Market Comment
Mortgage bond prices finished the week higher which put downward pressure on rates. The front and back end of the week were negative with significant improvements mid-week. Rates were worse Monday morning in response to reports that BRICS countries dumped over $120B in U.S. Treasuries in 2023. MBS prices rebounded around tame inflation readings and a rate-friendly Fed meeting. CPI rose 0.1% vs 0%. The core rose 0.3% as expected. Producer prices were unchanged versus the expected 0.1% increase. The core was also unchanged versus up 0.2%. The rest of the data was mixed. Retail sales rose 0.3% vs the expected 0.1% decline. Weekly jobless claims were 202K vs 220K. Production fell 0.4% vs the expected 0.3% decrease. Capacity use was 78.8% vs 79.1%. Mortgage interest rates finished the week better by approximately 5/8 of a discount point.
Looking Ahead
| Economic Indicator | Release Date & Time | Consensus Estimate | Analysis |
| NAHB Housing Index | Monday, Dec. 18, 10:00 am, et |
36 | Moderately Important. A measure of single-family housing. Weakness may lead to lower mortgage rates. |
| Housing Starts | Tuesday, Dec. 19, 8:30 am, et |
1.36M | Important. A measure of housing sector strength. Weakness may lead to lower rates. |
| Consumer Confidence | Wednesday, Dec. 20, 10:00 am, et |
104.3 | Important. An indication of consumers’ willingness to spend. Weakness may lead to lower mortgage rates. |
| Q3 GDP | Thursday, Dec. 21, 8:30 am, et |
Up 5.2% | Very important. The aggregate measure of US economic production. Weakness may lead to lower rates. |
| Philadelphia Fed Survey | Thursday, Dec. 21, 10:00 am, et |
-3 | Moderately important. A survey of business conditions in the Northeast. Weakness may lead to lower rates. |
| Leading Economic Indicators | Thursday, Dec. 21, 10:00 am, et |
Down 0.4% | Important. An indication of future economic activity. Weakness may lead to lower rates. |
| PCE Core Inflation | Friday, Dec. 22, 8:30 am, et |
Up 0.2% | Important. A measure of price increases for all domestic personal consumption. Weaker figure may help rates improve. |
| Durable Goods Orders | Friday, Dec. 22, 8:30 am, et |
Up 2.1% | Important. An indication of the demand for “big ticket” items. Weakness may lead to lower rates. |
Fed Outlook
The Federal Reserve appears ready to pivot on interest rates early next year and the financial markets moved lower in anticipation that inflation will fall in 2024. The mortgage-backed securities market improved significantly last week in response to the Fed release.

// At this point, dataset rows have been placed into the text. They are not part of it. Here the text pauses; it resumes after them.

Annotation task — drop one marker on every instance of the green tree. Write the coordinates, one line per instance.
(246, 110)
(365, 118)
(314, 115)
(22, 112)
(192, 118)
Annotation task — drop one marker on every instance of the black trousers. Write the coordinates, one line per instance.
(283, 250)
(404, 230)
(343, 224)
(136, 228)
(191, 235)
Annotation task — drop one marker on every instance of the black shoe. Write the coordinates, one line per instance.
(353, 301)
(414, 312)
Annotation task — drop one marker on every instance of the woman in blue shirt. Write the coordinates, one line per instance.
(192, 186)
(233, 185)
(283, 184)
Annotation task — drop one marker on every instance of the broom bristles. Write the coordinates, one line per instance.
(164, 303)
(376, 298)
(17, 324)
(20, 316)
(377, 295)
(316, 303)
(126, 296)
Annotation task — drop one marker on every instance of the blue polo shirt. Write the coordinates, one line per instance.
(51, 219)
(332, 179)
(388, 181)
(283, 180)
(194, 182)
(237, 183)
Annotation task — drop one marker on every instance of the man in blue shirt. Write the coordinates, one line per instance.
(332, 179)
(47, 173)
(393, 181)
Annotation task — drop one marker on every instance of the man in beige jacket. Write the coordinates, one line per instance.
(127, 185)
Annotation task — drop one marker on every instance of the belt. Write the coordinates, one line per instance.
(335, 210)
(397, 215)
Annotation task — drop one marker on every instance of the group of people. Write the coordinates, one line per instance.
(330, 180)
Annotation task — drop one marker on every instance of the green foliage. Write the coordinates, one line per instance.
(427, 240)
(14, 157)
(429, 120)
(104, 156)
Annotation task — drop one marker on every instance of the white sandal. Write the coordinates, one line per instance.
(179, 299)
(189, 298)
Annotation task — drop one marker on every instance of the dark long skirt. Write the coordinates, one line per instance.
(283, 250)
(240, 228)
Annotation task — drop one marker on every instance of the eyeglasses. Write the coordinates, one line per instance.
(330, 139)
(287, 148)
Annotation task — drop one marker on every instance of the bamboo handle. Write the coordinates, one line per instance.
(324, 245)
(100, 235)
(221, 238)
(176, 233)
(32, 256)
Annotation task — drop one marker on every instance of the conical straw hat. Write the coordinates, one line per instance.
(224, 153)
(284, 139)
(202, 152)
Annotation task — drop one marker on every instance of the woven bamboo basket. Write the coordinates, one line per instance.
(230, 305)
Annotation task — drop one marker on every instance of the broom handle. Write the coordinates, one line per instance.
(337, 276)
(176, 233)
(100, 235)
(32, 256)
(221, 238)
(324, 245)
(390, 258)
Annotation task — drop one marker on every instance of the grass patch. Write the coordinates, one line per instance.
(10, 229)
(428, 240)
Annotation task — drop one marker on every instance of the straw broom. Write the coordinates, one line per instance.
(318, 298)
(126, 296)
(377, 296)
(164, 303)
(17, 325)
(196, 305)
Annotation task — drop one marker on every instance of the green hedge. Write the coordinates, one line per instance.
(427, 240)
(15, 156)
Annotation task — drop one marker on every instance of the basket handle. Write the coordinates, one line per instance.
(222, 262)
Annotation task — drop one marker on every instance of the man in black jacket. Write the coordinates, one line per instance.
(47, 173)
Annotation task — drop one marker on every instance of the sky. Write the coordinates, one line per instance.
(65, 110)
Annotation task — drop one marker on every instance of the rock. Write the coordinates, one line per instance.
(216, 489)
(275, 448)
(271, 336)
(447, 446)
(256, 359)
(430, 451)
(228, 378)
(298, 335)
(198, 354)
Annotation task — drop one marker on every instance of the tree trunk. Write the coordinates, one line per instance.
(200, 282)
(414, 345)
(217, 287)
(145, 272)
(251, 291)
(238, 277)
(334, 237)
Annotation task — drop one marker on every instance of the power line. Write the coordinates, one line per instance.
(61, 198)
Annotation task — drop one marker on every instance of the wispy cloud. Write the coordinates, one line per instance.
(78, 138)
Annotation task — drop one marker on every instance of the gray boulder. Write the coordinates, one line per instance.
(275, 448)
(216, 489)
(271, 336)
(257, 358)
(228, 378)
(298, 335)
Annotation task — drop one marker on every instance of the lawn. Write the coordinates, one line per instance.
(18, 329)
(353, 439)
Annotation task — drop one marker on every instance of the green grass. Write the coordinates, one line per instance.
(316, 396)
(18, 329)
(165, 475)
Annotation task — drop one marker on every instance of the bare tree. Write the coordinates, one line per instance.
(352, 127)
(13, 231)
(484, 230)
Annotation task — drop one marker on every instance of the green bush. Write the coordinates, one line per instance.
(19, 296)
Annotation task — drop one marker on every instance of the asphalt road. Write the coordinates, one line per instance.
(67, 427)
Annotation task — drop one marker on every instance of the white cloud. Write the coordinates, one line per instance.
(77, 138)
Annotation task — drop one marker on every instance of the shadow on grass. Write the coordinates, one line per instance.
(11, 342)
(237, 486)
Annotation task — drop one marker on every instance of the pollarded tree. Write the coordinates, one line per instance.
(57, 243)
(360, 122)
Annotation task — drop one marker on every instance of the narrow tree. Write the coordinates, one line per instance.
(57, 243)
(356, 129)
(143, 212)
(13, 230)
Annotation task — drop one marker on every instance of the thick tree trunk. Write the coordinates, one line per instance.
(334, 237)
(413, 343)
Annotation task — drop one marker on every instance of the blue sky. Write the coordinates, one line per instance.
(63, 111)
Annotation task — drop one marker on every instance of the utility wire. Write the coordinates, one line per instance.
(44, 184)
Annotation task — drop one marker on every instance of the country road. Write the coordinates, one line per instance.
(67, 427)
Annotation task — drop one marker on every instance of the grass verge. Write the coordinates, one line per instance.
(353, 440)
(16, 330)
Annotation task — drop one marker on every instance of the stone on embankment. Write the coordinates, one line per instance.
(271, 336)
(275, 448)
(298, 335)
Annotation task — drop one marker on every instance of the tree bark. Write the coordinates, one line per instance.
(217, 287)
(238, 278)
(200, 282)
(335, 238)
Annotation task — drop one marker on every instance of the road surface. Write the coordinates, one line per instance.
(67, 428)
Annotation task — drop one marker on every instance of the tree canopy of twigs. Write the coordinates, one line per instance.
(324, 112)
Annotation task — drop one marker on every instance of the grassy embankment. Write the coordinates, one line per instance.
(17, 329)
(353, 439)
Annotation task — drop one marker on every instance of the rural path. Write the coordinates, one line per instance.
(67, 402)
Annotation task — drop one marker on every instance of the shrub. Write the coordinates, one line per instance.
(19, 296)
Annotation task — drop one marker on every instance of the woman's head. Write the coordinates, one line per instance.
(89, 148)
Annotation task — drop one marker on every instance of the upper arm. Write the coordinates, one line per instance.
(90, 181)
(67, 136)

The Fed kept rates unchanged but issued projections for next year. Some members anticipate the potential for 3 rate cuts starting possibly in March. The big uncertainty is when the pivot actually occurs. The other big issue is that the pivot will likely be slow and methodical. The most recent Fed projections predict a Fed Funds Rate range of 3.9% to 5.4% in 2024. That means that even among Fed members the outlook is varied. Fed Chair Powell and the official Fed release indicated they will remain data dependent. That means data releases in the weeks and months ahead will likely result in mortgage interest rate movements. The great news is that the recent trend has pushed mortgage interest rates lower. Be alert heading into economic releases. Strong data will likely cause rates to spike in the short term. Weaker data will generally support lower rates.